Het bedrijf houdt het sindsdien bij de korte verklaring dat de Russische omzet vóór de start van het conflict 2 procent bedroeg en dat de Russische activiteiten „nu lokaal geëxploiteerd” worden. „Ze opereren nu zonder inmenging of steun van AkzoNobel. De verantwoordelijkheid voor de business is nu lokaal georganiseerd”, zegt de woordvoerder. De organisatie in Rusland is ook losgekoppeld van de systemen van het moederconcern.

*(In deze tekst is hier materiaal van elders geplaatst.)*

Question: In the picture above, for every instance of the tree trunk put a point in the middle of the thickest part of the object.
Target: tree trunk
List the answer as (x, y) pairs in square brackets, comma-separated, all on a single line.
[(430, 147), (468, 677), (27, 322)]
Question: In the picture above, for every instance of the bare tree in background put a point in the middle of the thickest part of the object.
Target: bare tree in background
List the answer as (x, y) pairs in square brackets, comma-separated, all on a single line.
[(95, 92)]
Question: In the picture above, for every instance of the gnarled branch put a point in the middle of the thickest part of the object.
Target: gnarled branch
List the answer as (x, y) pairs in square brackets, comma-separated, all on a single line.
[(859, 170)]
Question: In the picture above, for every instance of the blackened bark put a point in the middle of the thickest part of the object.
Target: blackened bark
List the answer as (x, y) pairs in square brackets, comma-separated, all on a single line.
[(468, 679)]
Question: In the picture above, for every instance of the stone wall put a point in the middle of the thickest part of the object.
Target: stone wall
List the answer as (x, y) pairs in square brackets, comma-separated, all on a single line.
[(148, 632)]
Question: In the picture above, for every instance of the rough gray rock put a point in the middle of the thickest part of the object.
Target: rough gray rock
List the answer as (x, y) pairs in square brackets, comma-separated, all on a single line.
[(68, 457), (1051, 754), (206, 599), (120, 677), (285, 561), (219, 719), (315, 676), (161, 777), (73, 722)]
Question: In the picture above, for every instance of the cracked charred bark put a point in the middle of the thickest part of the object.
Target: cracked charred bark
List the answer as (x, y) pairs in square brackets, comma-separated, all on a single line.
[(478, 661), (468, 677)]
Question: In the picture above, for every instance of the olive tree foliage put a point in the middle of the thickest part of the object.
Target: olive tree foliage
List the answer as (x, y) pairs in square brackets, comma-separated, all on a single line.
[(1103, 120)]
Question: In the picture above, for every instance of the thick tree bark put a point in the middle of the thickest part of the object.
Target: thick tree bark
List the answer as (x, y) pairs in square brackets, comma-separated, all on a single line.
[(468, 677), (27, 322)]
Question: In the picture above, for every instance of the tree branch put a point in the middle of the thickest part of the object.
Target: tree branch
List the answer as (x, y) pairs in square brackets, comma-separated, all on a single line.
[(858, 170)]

„Wij bedrijven geen marketing in Rusland en geven hier ook geen ondersteuning aan. Als gevolg van de sancties opereert het Russische onderdeel op zichzelf en ondernemen ze zelf marketingactiviteiten. Wij hebben daar geen bemoeienis mee en financieren dit ook niet. Wij zijn ook niet betrokken bij productontwikkeling.”

Lees ook ‘Nederlands bedrijf omzeilde sancties tegen Rusland’

ETW-Tekhnologika B.V. uit Voorschoten, is eigendom de Russische zakenman Michaïl Volovik. De echtgenote van Volovik heeft in Rusland een firma die volgens de website gesanctioneerde Russische staatsbedrijven als Gazprom, Rosneft en het Russische defensiebedrijf Remdizel onder zijn klanten rekent.

De worsteling van AkzoNobel met zijn Russische activiteiten is zeker niet uniek. Honderden multinationals kondigden kort na de Oekraïne-inval aan het land te verlaten of suggereerden dat nadrukkelijk. Lang niet elk concern vertrok echt. Westerse bestuurders vreesden reputatieschade als ze zouden blijven en hadden oprechte zorgen om de oorlog, maar vaak zagen ze op tegen het verlies aan inkomsten of voelden ze zich te zeer verantwoordelijk voor lokale werknemers.

Bij meerdere bedrijven leidde dat ertoe dat de betrokkenheid bij Rusland – en bij het indirect, via belastingen, meefinancieren van de oorlog – publiekelijk zo min mogelijk benadrukt werd, terwijl achter de schermen juist de financiële schade en de impact voor werknemers zoveel mogelijk werd beperkt. Een bekend voorbeeld hiervan is bierbrouwer Heineken, die vorig jaar in opspraak kwam omdat het bedrijf, tegen alle vertrekbeloftes in, tientallen nieuwe producten lanceerde in Rusland. Heineken verkocht vorige zomer alle Russische activiteiten.